McNamara was not prepared for such an event, and he quickly unholstered his revolver and squeezed himself through the cabin door. Why had they not prepared him for such an eventuality! Training for active duty always omits the unthinkable possibility of peace. Captain Ottermann himself was as unprepared as Captain McNamara and the two men faced each other like strangers at a cocktail party with nothing to say.

Captain Ottermann with the wind behind him, bellowed whatever the German equivalent for "I surrender my ship and crew" is, in the downwind direction of the Gwendolyne, hoping for a sportsmanlike acceptance from his former adversary. Instead, he was astonished to see Captain McNamara draw his service revolver, and point it in his general direction in an attempt to sink his submarine. The revolver would not fire. It had been in McNamara's holster for three years exposed to the salt spray of Portsmouth harbor. It was as deadly as a water pistol.

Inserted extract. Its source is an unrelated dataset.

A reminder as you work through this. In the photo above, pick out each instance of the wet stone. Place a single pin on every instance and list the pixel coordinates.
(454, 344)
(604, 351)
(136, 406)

The situation had its dangerous aspect -- who knows, like a smoldering brush fire, another war could well have been touched off again. While both men were aware that the present war had played itself out, neither of them knew how to make a peaceful gesture to the other.

Moreover, the lobster fishermen had completed their day's work, and they were gathering at the gate anxious to beat each other to the many hotels and seafood restaurants that have made Portsmouth and Kittery famous for food in both war and peace. There were fourteen of them with Captain Ottermann jockeying in the tricky tidal currents for a prime position when the gate opened and Sgt. McNamara was trying vainly to keep things under control. He was using his useless revolver as a hammer to beat on his equally useless ship to shore radio. That, too, had not been used in the three years he'd been at sea and he couldn't get a peep out of it.

The colorful obscenities voiced by Yankee seamen and Teutonic submariners were thick as broadsides in the August air.

To the vast relief of Sgt. McNamara and the future peace of the world in general, the situation was spotted by the Harbor Defenses of Portsmouth personnel and the Coast Guard forces in Fort Constitution. Had they been on the ball earlier, their sophisticated underwater sonar would have informed them of the submarine's presence in their area before the unpleasantness began. But -- better late than never.

Reinforcements were dispatched to the scene -- an armada of outdated and unseaworthy craft were sent to the aid of Sgt. McNamara. The Gwendolyne was told to "give way," (the precise words were more in the form of language used by taxi drivers in the pick-up lane at Kennedy International Airport). Captain Ottermann along with the gaggle of overloaded lobster boats were escorted to the Portsmouth Navy Yard. The sight of this unbelievable Armada was one that elderly residents at that end of the Piscataqua River still recall with warm affection -- and ever increasing elaboration.

Captain Ottermann and his crew had undoubtedly sent many ships to the bottom. He may have widowed many wives and destroyed much needed allied war material. But looking back on it after fifty years a calm and reasonable person might say it was his duty to do so. Cest la guerre! Those tragedies of war have faded and are set aside in the dusty bins of history. But on that one warm summer afternoon, Captain Ottermann and his submarine was of far less importance to the people of Portsmouth and Kittery than the loaded lobster boats that chugged along by his side.